I might be wrong but think this comes from variable Age being numerical and not categorial, so that when you build your design matrix, it doesn't have all possible combination of factors, that is what "not of full rank" is trying to tell you. For example you have a combination:
no_woman 26.00000 woman
(whatever that is supposed to mean) but you don't have e.g.no_woman 26.00000 man
oryes_woman 26.00000 woman
. Of course you couldn't, because each age value is float and unique. You could try to leave out Age from the formula likedesign <- model.matrix(~Group+Gender)
and it might work, I am not sure if and how edgeR can deal with non-categorial variables, so you could investigate that further. If it cannot dealt with that, you could try to discretize the age into ranges.Edit :So I found this: https://support.bioconductor.org/p/109814/ with a similar setting, indicating it should work just fine. Try to follow the work-flow given there.

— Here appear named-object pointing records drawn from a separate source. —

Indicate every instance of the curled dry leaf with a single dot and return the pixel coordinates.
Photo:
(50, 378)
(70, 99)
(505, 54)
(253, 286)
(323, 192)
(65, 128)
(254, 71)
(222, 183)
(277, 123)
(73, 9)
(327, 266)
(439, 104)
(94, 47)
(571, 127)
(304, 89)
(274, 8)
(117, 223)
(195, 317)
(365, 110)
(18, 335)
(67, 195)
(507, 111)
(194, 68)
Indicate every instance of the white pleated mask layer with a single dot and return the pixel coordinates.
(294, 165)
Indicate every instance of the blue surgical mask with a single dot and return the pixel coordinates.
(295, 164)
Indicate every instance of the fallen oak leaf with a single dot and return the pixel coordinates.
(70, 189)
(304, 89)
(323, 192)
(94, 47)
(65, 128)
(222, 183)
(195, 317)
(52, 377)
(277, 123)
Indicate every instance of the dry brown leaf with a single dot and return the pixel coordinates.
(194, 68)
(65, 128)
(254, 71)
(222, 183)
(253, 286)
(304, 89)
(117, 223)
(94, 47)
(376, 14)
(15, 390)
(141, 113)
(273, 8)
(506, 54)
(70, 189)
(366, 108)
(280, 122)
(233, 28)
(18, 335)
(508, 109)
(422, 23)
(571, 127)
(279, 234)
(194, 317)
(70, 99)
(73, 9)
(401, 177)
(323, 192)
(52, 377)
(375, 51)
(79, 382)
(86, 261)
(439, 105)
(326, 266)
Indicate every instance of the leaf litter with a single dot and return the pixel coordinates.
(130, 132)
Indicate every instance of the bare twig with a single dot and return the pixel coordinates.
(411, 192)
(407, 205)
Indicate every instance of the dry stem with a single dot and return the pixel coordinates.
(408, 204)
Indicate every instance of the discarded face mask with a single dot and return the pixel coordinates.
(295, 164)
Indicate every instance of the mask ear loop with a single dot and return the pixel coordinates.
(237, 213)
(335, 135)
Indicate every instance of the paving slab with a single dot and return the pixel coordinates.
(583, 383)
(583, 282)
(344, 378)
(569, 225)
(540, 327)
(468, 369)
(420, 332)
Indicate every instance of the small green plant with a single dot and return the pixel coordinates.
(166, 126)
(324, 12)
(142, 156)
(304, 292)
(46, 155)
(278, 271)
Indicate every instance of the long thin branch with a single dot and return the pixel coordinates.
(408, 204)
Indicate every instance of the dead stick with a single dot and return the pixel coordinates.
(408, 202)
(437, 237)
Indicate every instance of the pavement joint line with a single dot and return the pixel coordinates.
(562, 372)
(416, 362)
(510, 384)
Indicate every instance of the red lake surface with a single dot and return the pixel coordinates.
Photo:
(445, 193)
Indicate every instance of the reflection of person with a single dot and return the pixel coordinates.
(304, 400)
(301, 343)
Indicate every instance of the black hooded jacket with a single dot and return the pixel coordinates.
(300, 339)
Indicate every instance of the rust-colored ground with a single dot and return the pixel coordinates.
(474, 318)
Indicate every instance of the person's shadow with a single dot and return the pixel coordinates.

I have been trying to solve the issue, even without Age as a covariate I still get the same error. With the design matrix you suggested containing the intercept, its not possible to build up a contrast matrix.
I think you should follow the advice by Gordon, it seems like gender was encoded twice, if you encode group only with levels yes and no instead of yes_woman, no_woman, etc. it might work.